À la carte markdown parsing.

There's no such thing as markdown, only markdowns. Multi-Markdown, Github Flavoured, Pandoc, or Stack Overflow style...each implementation makes subtle changes to Gruber's original in order to better address the needs of their users.

It might be nice to have one true standard but that just ain't gonna happen. And it shouldn't. One of the great strengths of writing in plain text is that it can easily be adapted to specific needs through different flavours or dialects.

Pasta allows you to choose the flavour of markdown that best meets your needs, or to whip a new one up as needed.

Ingredients

  • 1 pasta gem
  • A handful of text
  • A sprig of file references

Directions

Ensure your pasta gem is ready to go with

$ gem install pasta

Then use Pasta as a tasty addition to your ruby code:

Pasta.prepare('a handful of text').with(:markdown).make(:html)

Alternatively, you can use Pasta as a binary:

$ pasta a-tasty-file.txt --recipe gruber

Recipes

Choose a recipe from the menu or make your own - extensibility is Pasta's raison d'être.

Works in Progress

  • Github Github flavoured markdown.
  • Latin Markdown for scholars.
  • Reveal Generate slide decks from markdown.

Rolling your own

Creating your own recipe for a markdown flavour is simple. First up, write a test suite for your recipe and add it to the specs directory. Use the yaml format like the others.

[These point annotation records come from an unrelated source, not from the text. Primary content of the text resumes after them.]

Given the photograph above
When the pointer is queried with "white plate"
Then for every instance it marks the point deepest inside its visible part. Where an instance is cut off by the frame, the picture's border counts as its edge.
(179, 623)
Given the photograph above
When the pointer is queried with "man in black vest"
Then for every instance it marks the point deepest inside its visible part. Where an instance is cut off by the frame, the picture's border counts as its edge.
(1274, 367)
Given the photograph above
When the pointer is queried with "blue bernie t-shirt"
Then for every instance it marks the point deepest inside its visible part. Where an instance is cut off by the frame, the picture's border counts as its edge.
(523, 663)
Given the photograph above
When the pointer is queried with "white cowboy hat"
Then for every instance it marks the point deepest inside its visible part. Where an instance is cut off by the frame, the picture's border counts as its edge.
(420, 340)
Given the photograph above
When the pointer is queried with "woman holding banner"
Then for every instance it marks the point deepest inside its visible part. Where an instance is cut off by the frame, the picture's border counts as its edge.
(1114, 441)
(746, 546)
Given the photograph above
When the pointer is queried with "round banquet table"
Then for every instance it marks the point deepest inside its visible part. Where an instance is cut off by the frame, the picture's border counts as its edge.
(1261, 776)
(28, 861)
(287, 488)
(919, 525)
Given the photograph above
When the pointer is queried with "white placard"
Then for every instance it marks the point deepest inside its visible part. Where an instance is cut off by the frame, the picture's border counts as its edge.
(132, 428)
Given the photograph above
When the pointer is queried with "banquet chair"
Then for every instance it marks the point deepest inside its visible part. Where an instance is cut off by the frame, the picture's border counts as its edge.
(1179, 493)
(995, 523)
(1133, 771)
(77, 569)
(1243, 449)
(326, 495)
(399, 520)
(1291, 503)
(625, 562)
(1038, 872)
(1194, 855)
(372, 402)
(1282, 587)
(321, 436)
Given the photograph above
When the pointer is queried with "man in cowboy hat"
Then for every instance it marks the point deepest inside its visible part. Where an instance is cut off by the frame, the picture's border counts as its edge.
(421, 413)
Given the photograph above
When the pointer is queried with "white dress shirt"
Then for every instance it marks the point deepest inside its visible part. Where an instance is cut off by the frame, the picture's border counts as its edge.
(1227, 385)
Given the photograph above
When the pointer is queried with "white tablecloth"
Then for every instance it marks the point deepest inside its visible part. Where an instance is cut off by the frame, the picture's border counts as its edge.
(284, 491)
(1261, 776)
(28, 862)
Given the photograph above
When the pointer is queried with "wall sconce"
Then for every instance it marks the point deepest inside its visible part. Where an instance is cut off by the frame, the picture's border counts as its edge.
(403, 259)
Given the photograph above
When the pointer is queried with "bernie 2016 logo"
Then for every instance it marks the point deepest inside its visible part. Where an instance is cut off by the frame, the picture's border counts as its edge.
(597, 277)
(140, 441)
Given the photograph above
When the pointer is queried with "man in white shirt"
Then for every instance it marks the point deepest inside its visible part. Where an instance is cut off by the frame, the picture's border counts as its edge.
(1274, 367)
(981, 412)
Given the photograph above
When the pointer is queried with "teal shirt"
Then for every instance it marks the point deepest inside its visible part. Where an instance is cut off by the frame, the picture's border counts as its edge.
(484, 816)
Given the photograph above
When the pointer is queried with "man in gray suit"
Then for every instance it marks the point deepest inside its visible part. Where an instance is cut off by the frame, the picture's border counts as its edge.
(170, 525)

Next, extend Pasta::Recipe::Base and use the DSL to declare your recipe's grammar. For example:

grammar(:html) { [:headings, :paragraphs] }
grammar(:pdf)  { [:meta, :headings, :paragraphs] }

Each grammar rule creates a to_x method and invokes the code in Pasta::Ingredients of the same name. You can either create your own ingredients or use existing ones. Extensibility is the name of the game here.

Grammars are order sensitive and use a depth-first strategy allowing you to nest rules.

Finally, add your recipe to the Pasta::Menu so in order to create a delicious new Pasta::Dish.